Swiss court rejects Russian Yukos requests

The Federal Court in Lausanne has refused to grant judicial assistance to the Russian authorities Keystone

Switzerland's highest court has refused to grant judicial assistance to the Russian authorities in two further legal actions connected to the Yukos affair.

This content was published on February 6, 2006 - 14:07

The Swiss Federal court upheld two complaints from a total of seven companies, stopping the release of bank records ordered by the Federal Prosecutor's Office.

The proceedings relate to funds of $48 million (SFr62 million) frozen in Swiss accounts connected to the Russian oil company.

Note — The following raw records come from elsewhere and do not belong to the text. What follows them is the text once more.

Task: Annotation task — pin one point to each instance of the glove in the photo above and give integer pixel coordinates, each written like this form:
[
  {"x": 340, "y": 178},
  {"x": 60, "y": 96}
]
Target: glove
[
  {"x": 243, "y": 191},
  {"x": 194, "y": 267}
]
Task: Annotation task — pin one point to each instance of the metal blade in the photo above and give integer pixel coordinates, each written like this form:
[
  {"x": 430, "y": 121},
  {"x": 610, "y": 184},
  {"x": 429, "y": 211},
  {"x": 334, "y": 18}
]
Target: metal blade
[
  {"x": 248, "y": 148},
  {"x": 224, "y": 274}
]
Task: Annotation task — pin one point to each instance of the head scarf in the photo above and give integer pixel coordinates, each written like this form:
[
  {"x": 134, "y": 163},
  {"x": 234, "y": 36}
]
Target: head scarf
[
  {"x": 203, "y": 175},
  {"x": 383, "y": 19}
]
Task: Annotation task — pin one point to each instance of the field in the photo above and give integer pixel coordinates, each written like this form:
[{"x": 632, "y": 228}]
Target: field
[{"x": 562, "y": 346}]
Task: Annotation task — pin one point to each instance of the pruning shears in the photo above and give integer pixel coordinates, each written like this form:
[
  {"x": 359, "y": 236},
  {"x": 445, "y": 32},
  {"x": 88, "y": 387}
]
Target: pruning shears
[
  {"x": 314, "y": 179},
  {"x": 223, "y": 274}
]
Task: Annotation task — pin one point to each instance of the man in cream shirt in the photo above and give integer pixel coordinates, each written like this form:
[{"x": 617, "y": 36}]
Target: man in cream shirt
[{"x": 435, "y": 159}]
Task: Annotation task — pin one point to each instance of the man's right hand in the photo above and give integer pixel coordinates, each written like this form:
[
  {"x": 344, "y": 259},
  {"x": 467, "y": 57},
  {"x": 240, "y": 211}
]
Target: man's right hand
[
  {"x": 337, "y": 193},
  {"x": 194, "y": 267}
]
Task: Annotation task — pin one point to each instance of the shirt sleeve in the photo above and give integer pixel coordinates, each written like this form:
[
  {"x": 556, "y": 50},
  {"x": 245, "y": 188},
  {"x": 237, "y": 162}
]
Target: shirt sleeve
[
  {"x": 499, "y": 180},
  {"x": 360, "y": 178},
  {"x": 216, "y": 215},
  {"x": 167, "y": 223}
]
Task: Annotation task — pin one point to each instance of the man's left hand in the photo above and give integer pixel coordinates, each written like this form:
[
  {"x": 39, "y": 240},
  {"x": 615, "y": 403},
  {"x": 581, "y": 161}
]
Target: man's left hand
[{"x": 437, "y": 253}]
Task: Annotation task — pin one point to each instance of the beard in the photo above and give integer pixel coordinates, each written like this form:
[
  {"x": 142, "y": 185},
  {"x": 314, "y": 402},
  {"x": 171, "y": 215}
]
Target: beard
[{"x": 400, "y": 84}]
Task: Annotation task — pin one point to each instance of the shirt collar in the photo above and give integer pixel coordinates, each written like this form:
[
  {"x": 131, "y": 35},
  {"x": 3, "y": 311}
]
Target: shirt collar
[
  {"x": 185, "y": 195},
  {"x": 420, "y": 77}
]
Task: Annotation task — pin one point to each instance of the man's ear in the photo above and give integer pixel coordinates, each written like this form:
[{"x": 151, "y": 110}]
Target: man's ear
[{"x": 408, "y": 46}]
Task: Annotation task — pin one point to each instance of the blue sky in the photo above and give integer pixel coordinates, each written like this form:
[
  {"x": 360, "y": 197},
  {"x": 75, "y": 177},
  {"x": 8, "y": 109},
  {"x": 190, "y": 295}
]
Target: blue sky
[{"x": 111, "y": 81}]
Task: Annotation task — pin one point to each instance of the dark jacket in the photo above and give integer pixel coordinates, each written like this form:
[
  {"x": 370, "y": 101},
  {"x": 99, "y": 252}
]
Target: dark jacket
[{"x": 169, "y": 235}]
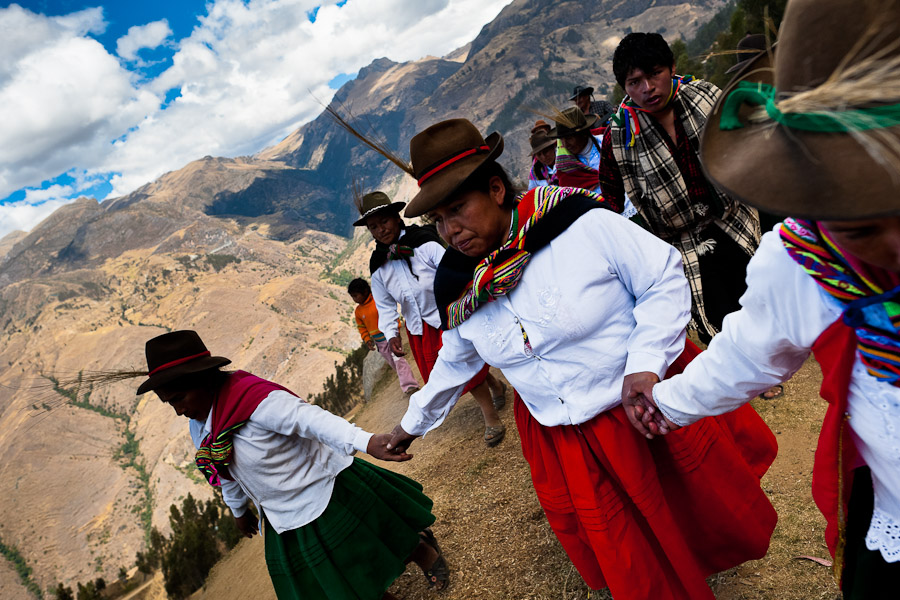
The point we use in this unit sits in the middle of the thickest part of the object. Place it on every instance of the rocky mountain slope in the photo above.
(249, 251)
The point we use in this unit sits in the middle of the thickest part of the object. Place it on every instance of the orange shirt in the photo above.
(367, 321)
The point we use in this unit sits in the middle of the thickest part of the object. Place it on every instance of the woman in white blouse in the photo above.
(827, 283)
(575, 304)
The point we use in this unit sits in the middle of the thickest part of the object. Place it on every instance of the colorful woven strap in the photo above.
(499, 272)
(871, 310)
(398, 252)
(627, 115)
(215, 455)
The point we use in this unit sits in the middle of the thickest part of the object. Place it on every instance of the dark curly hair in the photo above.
(480, 181)
(643, 51)
(359, 286)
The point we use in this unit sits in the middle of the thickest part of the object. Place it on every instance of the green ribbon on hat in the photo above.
(762, 94)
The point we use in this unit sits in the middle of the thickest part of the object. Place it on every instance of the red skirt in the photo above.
(652, 519)
(425, 349)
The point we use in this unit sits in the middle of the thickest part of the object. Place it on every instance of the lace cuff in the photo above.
(884, 536)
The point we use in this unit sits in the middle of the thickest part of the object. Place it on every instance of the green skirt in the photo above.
(358, 546)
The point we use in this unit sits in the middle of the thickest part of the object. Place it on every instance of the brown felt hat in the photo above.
(443, 157)
(810, 174)
(572, 121)
(748, 47)
(374, 203)
(176, 354)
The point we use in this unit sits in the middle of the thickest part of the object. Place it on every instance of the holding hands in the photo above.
(381, 448)
(637, 398)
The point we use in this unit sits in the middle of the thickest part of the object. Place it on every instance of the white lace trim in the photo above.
(884, 536)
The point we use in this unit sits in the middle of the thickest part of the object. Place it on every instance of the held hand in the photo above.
(396, 346)
(637, 398)
(400, 441)
(378, 447)
(246, 523)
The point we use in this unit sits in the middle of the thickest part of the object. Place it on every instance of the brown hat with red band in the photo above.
(175, 354)
(443, 157)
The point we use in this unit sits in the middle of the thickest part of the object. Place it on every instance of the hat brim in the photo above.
(542, 147)
(393, 206)
(811, 175)
(591, 122)
(169, 375)
(442, 185)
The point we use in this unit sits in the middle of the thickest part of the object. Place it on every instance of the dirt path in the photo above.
(497, 540)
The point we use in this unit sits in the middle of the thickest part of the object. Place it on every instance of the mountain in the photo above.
(252, 252)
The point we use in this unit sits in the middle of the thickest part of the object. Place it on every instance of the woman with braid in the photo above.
(337, 527)
(403, 266)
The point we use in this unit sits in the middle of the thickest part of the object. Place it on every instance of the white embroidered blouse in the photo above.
(603, 300)
(286, 458)
(783, 313)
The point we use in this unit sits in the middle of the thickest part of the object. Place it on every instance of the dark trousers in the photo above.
(866, 574)
(723, 276)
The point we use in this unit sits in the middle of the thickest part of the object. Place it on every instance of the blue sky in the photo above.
(102, 97)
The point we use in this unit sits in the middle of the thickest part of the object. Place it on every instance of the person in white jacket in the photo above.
(575, 304)
(337, 527)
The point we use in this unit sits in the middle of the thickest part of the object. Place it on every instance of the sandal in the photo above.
(776, 391)
(438, 576)
(494, 435)
(499, 400)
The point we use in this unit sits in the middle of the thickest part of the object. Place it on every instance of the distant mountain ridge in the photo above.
(252, 252)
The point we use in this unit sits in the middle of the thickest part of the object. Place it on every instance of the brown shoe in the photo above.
(494, 435)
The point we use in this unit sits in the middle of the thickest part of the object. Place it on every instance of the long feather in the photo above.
(370, 141)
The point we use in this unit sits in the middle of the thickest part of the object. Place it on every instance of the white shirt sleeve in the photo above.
(287, 414)
(387, 307)
(783, 313)
(232, 492)
(651, 270)
(457, 363)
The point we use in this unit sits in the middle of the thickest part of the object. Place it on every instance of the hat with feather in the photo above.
(812, 130)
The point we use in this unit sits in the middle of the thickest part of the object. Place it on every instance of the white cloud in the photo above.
(245, 74)
(25, 214)
(152, 35)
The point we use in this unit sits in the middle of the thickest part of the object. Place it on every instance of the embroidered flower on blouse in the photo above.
(706, 247)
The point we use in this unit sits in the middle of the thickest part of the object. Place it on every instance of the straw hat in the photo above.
(835, 61)
(572, 121)
(443, 157)
(375, 202)
(175, 354)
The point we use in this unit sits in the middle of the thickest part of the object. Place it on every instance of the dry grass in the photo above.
(498, 543)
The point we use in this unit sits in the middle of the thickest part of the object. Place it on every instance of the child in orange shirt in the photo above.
(367, 323)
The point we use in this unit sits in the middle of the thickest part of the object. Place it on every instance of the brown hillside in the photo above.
(497, 540)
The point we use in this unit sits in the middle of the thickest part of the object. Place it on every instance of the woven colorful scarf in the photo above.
(234, 404)
(540, 175)
(499, 272)
(870, 307)
(627, 118)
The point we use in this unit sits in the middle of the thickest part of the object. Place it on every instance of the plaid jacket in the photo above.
(675, 205)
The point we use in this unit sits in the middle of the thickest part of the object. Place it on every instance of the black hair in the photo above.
(644, 51)
(359, 286)
(480, 181)
(210, 379)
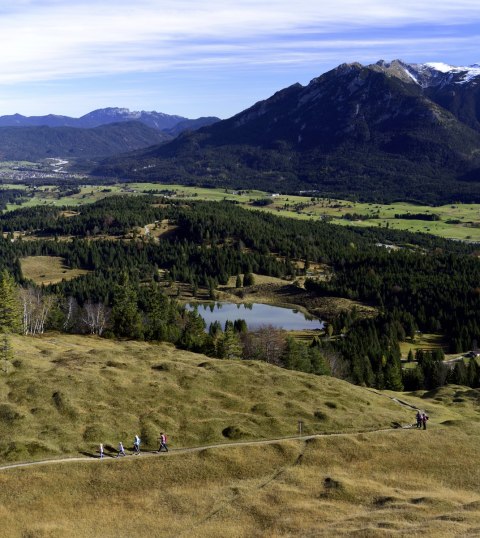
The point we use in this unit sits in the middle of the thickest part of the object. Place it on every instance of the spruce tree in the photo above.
(126, 320)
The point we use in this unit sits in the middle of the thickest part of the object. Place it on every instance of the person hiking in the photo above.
(419, 419)
(121, 450)
(163, 442)
(424, 420)
(136, 445)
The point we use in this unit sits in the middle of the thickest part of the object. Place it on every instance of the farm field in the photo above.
(455, 221)
(48, 270)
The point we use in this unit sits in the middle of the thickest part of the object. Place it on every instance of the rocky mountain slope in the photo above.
(385, 130)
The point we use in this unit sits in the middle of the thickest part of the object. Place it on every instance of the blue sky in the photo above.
(209, 57)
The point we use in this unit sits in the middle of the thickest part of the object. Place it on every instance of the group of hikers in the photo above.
(136, 446)
(421, 420)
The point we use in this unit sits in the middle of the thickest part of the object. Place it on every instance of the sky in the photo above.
(209, 57)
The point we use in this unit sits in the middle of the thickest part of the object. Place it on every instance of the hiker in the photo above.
(163, 442)
(419, 419)
(424, 420)
(121, 450)
(136, 445)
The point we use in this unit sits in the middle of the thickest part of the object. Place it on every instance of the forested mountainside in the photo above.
(383, 131)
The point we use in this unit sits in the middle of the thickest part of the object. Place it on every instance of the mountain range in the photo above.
(101, 133)
(170, 124)
(386, 130)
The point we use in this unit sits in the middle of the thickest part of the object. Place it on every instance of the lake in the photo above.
(255, 315)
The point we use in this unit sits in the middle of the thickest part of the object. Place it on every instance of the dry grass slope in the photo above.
(66, 393)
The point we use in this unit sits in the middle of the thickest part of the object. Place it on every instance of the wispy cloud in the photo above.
(44, 40)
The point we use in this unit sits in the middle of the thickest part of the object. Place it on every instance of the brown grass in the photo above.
(65, 394)
(48, 269)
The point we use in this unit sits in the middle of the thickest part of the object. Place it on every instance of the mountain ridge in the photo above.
(105, 116)
(367, 130)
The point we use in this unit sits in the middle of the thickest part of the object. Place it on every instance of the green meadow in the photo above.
(455, 221)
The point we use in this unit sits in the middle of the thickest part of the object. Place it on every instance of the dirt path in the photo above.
(174, 451)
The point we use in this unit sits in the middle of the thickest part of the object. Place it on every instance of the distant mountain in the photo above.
(191, 125)
(34, 143)
(105, 116)
(387, 130)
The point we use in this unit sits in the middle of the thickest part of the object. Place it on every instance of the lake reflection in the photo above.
(255, 315)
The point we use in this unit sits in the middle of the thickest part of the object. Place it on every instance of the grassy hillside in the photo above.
(455, 221)
(65, 394)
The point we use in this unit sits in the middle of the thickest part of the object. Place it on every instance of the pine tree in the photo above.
(126, 320)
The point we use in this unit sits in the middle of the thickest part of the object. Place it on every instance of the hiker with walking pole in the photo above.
(163, 442)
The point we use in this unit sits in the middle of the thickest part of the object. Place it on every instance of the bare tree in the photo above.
(267, 343)
(70, 308)
(35, 309)
(95, 317)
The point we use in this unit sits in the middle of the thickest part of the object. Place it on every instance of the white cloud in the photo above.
(45, 40)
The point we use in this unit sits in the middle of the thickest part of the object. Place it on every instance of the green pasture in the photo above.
(456, 221)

In three rulings last month, the court partly accepted appeals by a number of companies that were opposed to handing over financial information as part of the investigation into Yukos.

Judges also called on the Swiss Federal Prosecutor's Office to seek more clarification from the Russian authorities on the case.

At the time, the court rejected the application for legal assistance on the grounds that the documentation did not satisfy the legal requirements.

According to the court, the fact that former Yukos CEO Mikhail Khodorkovsky and his business partner Platon Lebedev were convicted in Moscow last year made it questionable whether Russia really needed the documents.

Siberian jail

Khodorkovsky, once Russia's richest man, was convicted of tax evasion and fraud and was sent to a Siberian jail in October 2005 to serve an eight-year jail sentence.

The latest Swiss decision relates to the Yukos holding company Menatep Holding, which is mainly financed by dividends from the oil giant. The seven companies involved in the latest complaints all have ties to Menatep.

Switzerland has been involved in the Yukos probe since March 2004 when it blocked the bank accounts, which Russia suspects hold money from deals involving illegal fertiliser, oil and oil products.

But a few months later the Federal Court ordered the Swiss authorities to free several billion of these assets, following appeals by lawyers representing Khodorkovsky and Menatep.

In July last year the Swiss Federal Court handed over 80 files – of the 1,300 files it has – to the Russians, following a series of requests for legal assistance.

swissinfo with agencies

In brief

In March 2004, the Swiss authorities blocked SFr6.2 billion ($4.8 billion), said to have been put into Swiss accounts by Yukos management.

In June 2004, a large part of these assets was unfrozen during the course of an investigation into the Yukos affair.

On January 9 2006, and again on Monday, the Swiss Federal Court rejected new requests for judicial assistance by Russia. This concerned the remaining funds still blocked in Swiss accounts.